Le peu de temps, dû au manque de personnel, pour être près de résidents, est une règle dans la plupart des Ehpad. Au point que la toilette « tête main cul », à savoir une toilette limitée à ces trois endroits du corps, est connue par la quasi-totalité des travailleurs du secteur. J’ai travaillé dans d’autres maisons de retraites. La plupart du temps, nous avions 17 minutes pour chaque résident le matin. 17 minutes pour les réveiller, les lever, faire leur toilette, les raser et habiller ainsi que changer les draps. Dans ce métier, on finit sur les rotules, témoigne cette ancienne salariée.

Cette maltraitance, les personnels des Ehpad ne peuvent bien sûr se résoudre à l’admettre. Lorsque l’on choisit une profession pour prendre soin des autres, c’est très dur de constater que l’on s’en occupe mal à cause d’un manque de personnel, explique Franck Houlgatte. Lorsqu’ils rentrent chez eux le soir, beaucoup se demandent si l’insuffisance d’attention portée à un résident n’aura pas des conséquences graves pour lui. Et nombreux quittent la profession pour partir dans l’industrie par exemple. Certes, ils n’y seront pas mieux payés mais au moins, ils n’auront plus ce genre de pensées le soir. Des salariés qui craignent aussi de faire l’objet d’une procédure pour maltraitance et négligence de la part de la direction. Car le plus souvent, lors de ces procédures, c’est bien le travailleur qui est pointé du doigt et non ses conditions de travail déplorables.

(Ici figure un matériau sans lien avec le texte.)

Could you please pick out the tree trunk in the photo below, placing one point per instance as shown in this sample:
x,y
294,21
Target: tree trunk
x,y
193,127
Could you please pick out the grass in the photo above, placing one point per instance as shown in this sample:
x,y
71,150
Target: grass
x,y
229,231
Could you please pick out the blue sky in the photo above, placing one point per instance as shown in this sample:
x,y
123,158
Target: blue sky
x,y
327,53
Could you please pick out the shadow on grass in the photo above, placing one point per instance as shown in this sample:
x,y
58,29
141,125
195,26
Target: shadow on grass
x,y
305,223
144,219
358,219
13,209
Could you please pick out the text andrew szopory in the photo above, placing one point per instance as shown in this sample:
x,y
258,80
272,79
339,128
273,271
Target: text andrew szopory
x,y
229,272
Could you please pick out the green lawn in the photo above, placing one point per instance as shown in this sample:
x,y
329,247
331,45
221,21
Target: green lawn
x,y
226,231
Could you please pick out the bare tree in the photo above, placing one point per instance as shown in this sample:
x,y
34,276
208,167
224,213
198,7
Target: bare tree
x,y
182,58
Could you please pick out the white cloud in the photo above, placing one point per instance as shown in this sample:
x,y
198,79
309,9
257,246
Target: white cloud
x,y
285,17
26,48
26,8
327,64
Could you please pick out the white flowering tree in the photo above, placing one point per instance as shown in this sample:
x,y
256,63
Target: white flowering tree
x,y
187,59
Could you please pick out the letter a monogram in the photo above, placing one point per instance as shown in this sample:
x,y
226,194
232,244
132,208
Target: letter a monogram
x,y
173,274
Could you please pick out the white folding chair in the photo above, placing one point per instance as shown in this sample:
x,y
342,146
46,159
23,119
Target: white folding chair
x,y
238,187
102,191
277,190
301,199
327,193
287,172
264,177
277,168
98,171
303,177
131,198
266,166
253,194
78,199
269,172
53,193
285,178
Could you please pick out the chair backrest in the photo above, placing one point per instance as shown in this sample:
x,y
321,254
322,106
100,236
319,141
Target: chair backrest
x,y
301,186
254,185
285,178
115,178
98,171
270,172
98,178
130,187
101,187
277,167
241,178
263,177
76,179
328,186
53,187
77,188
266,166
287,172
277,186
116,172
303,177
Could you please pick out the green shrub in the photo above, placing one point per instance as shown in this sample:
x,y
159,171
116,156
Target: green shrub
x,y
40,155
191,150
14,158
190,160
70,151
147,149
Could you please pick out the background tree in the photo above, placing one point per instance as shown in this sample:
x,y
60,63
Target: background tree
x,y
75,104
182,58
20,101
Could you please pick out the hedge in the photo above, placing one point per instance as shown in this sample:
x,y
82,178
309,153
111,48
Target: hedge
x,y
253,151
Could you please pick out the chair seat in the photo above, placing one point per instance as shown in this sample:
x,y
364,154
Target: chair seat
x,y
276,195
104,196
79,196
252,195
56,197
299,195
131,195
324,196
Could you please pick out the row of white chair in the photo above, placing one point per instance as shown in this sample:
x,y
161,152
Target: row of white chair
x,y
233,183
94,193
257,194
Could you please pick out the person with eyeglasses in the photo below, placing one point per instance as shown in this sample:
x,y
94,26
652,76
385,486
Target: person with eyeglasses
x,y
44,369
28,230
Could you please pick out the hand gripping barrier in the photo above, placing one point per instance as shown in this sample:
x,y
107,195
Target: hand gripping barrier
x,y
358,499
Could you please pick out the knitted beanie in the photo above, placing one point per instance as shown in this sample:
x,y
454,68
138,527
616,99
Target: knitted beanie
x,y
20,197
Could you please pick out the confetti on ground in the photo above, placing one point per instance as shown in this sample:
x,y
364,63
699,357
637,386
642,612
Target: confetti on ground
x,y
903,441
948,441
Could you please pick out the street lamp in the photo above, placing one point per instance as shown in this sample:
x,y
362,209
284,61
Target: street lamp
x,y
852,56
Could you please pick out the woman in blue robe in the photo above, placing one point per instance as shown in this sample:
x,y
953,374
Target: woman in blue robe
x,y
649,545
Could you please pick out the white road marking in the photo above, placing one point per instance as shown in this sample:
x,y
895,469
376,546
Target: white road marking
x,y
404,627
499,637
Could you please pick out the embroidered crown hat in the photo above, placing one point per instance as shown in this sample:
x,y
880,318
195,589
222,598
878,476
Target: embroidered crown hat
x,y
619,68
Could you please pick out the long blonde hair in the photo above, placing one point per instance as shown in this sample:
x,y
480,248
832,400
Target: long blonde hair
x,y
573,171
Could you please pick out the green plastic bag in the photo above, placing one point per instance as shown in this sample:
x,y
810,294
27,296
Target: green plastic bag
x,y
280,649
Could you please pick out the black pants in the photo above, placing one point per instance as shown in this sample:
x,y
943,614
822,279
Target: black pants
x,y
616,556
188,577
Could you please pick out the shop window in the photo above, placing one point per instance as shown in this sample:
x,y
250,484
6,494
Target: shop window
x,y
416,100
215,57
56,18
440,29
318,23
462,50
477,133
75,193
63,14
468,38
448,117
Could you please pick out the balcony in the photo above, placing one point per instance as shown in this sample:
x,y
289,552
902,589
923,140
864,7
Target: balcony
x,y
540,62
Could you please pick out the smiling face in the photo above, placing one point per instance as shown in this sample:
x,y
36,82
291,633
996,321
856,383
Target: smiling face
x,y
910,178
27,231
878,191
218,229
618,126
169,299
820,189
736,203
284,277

Plus largement, analyse l’UNSFO, il faut repenser l’accueil et l’accompagnement des ainés sauf à accepter qu’ils subissent une fin de vie peu enviable. Cela signifie notamment, et alors que le privé prend une part grandissante dans le secteur des Ehpad, qu’il faut repenser les conditions de travail des personnels. Pour l’instant, celles-ci sont mauvaises, assorties d’une faible rémunération qui rend le métier peu attractif, et tout cela s’ajoutant à un manque évident d’effectifs. Les gens doivent garder en tête que leurs parents iront ou sont déjà dans des Ehpad. Et que, eux-mêmes, y résideront surement puisque c’est le modèle actuel. À eux de choisir quel modèle de société pour la fin de vie ils souhaitent, contextualise Franck Houlgatte.